Tiew-Hwa Katherine Teng, School of Population Health (M431) University of Western Australia, 35 Stirling Highway, Crawley, WA 6009. Fax: (08) 6488 1188; e-mail: email@example.com
Objective: To determine the accuracy of the hospital discharge coding of heart failure (HF) in the Western Australian (WA) Hospital Morbidity Data (HMD).
Methods: A retrospective medical chart review of a sample of 1,006 patients with a principal diagnosis code indicating HF in the WA HMD was undertaken. Validation was reported against a written diagnosis of HF in the medical chart and using Boston criteria score as a gold standard.
Results: The positive predictive value (PPV) of the HMD coding of HF as the principal diagnosis was 99.5% when compared to the medical chart diagnosis and 92.4% when compared to the Boston score criteria for ‘definite’ HF and 98.8% for a combined ‘possible’ and ‘definite’ HF Boston score.
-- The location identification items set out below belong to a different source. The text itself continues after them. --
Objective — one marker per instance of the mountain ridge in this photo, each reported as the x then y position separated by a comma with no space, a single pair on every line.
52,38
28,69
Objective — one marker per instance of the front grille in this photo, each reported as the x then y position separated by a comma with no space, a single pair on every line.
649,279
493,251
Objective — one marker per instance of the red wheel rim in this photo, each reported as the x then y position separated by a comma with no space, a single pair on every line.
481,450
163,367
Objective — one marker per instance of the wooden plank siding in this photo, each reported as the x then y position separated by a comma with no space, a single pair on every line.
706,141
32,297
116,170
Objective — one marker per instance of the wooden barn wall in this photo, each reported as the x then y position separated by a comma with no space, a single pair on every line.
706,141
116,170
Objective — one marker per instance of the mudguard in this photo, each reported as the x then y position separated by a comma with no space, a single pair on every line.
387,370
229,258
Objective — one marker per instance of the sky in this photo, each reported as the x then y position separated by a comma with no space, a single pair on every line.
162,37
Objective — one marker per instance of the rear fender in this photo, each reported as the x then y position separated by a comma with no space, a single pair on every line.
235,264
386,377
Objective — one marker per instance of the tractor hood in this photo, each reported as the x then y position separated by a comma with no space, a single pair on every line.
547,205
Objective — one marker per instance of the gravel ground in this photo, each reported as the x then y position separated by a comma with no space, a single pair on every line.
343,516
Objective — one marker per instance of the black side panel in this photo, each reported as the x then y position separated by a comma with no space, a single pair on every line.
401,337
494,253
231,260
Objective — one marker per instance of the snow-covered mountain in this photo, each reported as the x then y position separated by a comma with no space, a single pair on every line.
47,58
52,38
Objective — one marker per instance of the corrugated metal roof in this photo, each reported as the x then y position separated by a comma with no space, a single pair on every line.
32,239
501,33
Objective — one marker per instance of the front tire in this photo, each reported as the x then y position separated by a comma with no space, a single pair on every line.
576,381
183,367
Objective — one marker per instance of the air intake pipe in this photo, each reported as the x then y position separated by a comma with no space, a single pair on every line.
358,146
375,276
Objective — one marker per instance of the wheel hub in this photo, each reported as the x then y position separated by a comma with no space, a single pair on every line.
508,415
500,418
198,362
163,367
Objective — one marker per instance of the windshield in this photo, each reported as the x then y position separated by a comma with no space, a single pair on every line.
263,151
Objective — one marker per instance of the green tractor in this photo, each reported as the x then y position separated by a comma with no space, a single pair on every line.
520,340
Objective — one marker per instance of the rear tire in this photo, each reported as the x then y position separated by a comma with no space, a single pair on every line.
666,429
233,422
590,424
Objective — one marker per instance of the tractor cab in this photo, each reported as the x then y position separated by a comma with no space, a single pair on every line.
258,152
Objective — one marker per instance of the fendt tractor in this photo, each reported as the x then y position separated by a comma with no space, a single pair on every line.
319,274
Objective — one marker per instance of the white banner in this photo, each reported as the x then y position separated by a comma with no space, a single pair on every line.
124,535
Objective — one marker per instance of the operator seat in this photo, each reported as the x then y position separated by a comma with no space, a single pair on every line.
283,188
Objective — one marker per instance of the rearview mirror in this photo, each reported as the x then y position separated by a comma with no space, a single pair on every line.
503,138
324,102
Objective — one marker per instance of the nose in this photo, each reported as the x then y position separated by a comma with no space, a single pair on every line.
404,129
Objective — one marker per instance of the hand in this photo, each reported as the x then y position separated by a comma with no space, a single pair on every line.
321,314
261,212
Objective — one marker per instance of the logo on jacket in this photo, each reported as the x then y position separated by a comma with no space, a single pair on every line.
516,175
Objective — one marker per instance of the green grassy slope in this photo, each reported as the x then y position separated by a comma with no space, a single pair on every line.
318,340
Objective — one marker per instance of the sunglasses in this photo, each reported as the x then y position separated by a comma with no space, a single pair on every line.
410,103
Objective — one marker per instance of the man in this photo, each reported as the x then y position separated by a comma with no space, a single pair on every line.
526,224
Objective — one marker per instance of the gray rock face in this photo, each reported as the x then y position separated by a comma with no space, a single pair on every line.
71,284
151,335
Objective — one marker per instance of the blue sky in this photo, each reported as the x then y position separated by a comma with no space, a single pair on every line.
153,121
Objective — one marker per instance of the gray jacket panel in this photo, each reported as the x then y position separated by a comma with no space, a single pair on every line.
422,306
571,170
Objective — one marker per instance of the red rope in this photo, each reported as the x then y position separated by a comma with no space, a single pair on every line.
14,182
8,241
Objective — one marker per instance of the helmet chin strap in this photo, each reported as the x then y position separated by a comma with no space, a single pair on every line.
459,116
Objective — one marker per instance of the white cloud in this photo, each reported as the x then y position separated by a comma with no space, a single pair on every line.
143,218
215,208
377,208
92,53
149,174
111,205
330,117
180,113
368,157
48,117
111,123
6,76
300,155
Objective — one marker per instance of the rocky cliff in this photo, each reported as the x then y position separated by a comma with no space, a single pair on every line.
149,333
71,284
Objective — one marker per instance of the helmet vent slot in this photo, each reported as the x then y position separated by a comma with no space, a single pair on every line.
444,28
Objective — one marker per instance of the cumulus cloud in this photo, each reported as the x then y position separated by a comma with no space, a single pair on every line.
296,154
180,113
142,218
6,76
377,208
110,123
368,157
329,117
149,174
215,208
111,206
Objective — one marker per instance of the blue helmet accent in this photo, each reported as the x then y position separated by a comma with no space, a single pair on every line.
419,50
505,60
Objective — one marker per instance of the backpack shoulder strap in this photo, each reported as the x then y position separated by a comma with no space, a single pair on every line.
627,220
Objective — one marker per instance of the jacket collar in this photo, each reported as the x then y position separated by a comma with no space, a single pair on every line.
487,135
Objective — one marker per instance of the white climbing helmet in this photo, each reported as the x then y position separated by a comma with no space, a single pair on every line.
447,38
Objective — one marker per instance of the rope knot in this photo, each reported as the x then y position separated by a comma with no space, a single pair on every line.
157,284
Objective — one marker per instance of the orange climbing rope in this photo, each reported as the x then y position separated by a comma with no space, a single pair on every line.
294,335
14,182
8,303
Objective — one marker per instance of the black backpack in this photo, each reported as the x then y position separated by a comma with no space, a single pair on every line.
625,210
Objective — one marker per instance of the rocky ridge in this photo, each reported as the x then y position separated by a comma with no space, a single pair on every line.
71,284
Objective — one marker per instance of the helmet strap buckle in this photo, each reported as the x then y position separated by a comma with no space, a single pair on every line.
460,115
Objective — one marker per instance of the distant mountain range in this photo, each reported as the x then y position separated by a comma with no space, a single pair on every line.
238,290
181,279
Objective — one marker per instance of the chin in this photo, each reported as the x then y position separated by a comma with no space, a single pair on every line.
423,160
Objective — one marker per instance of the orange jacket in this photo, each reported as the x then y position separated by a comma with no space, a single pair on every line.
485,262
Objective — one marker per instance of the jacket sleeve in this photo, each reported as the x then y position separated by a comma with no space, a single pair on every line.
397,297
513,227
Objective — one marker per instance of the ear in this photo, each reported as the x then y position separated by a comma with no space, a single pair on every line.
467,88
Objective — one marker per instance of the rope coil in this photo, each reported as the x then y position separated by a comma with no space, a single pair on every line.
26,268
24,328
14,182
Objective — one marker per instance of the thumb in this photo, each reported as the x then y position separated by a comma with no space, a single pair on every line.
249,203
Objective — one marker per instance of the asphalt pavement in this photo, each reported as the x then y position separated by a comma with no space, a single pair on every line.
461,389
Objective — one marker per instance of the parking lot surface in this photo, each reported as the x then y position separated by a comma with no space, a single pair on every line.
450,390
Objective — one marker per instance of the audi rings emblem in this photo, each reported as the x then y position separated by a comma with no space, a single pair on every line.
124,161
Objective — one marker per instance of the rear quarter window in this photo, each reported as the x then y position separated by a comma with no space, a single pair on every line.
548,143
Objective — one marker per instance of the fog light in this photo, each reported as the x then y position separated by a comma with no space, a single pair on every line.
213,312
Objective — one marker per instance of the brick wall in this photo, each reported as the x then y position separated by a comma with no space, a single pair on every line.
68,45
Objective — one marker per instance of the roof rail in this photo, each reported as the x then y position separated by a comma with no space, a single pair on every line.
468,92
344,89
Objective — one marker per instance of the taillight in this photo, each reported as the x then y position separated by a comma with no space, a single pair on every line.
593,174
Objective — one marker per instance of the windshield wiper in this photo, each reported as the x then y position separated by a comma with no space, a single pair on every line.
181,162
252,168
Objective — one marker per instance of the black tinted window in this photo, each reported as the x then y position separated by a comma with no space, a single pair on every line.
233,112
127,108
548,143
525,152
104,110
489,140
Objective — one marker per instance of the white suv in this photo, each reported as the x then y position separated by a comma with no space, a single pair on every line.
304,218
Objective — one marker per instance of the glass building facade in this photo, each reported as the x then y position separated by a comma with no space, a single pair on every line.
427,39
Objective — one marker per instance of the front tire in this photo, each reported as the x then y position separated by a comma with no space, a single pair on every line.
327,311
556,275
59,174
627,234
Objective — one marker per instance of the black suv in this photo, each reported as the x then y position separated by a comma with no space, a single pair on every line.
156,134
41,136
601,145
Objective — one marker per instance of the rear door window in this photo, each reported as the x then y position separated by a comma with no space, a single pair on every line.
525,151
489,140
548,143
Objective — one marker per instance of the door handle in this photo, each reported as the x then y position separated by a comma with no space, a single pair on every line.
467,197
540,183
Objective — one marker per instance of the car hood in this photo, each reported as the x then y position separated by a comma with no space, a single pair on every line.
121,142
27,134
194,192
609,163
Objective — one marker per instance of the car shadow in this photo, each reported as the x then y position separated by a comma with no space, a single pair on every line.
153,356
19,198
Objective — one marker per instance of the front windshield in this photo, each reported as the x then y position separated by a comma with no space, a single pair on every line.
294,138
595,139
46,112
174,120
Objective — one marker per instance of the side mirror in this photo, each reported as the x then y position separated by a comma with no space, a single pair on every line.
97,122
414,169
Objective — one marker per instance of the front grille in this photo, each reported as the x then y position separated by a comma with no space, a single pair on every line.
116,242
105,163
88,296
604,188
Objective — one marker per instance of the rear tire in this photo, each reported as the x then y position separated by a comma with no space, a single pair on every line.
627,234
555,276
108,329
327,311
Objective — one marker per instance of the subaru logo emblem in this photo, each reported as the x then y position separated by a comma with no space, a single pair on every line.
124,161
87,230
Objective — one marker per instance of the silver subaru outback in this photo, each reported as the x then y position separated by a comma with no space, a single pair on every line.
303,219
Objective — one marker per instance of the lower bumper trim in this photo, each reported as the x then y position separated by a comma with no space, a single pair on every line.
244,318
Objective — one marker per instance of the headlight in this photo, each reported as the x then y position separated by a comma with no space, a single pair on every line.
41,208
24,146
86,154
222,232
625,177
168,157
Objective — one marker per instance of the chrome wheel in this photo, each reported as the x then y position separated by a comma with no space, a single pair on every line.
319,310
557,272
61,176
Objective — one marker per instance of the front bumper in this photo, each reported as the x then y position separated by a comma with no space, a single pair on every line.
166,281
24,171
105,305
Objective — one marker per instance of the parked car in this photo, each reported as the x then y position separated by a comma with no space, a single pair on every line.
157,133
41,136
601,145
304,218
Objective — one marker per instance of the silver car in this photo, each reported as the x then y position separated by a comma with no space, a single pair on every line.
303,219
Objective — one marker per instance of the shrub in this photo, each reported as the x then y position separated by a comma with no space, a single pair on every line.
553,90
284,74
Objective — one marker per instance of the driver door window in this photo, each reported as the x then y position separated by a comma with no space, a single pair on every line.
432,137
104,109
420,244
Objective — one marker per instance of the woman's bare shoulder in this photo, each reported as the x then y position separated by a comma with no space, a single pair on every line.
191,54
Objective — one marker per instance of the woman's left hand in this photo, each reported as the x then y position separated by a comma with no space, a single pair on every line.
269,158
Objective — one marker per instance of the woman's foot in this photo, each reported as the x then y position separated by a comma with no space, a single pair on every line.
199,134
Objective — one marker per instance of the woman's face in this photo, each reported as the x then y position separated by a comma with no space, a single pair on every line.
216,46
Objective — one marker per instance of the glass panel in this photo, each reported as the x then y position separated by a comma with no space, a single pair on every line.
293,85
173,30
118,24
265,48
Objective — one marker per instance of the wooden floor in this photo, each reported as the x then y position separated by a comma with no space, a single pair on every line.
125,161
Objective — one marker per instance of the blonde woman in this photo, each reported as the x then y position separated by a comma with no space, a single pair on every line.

Conclusions: With the high predictive accuracy, the WA HMD can be used with confidence to monitor trends in the epidemiology of in-hospital HF patients.
Heart failure (HF) is a major public health problem in Australia. More than $1 billion of the $5 billion per year attributed to chronic cardiovascular disease in Australia1,2 is related to heart failure, with 70% of the total health expenditure related to hospitalisation costs.3,4 Despite its significance, there is a paucity of information about the incidence and prevalence of the disease, especially at a population level.
In Western Australia (WA), all hospital admissions and separations in all rural/metro, private/public hospitals are recorded in an administrative database known as the WA Hospital Morbidity Data (HMD).5 The WA HMD has the potential to identify and monitor heart failure incidence, prevalence, trends and outcomes over time, if the validity of the coding of heart failure in the HMD can be established.
In this study we sought to validate the diagnostic coding of heart failure in the WA HMD against two different criteria, namely: 1) a medical diagnosis of ‘heart failure’ written in the patient's medical chart; and 2) the well-established Boston criteria.6
A validation study involving the retrospective review of the medical charts of patients identified in the WA HMD as having a primary diagnosis of HF. Ethics Approval for the study was obtained from each of the Hospital's Ethics Committees and the WA Confidentiality of Health Information Committee (CHIC).
The WA HMD was used to identify a random sample (n=1,006) of patients with a principal (separation) diagnosis of HF from any of the three tertiary metropolitan hospitals (Sir Charles Gairdner Hospital, Royal Perth Hospital and Fremantle Hospital), between 1996 and 2006. HF was defined on the basis of the diagnostic codes used in the International Classification of Diseases (ICD), and included any of the following codes: ICD9: 428x, 402.01, 402.11, 402.91, 404.1, 404.3, 425x, 518.4, 514, 391.8, 398.91; and ICD10:I50x, II 1.0, 113.0,113.2,142x, J81,101.8,1020.
The study was restricted to non-elective admissions. Patient records with missing chest radiography reports were excluded, due to the inability to score category III of the Boston diagnostic criteria.
The Medical charts were reviewed by two research staff and detailed clinical information extracted directly into an Access database. Of the three most commonly used diagnostic criteria for HF, namely, Framingham,7 Boston6 and the European Society of Cardiology8 (ESC), we chose the Boston score as the ‘gold’ standard based on its relative ease of use and better construct validity9 The Boston diagnostic score6 was calculated as shown in Table 1, with ‘possible’ HF (scores 5-7) and ‘definite’ HF (scores ≥8) used as the gold standard.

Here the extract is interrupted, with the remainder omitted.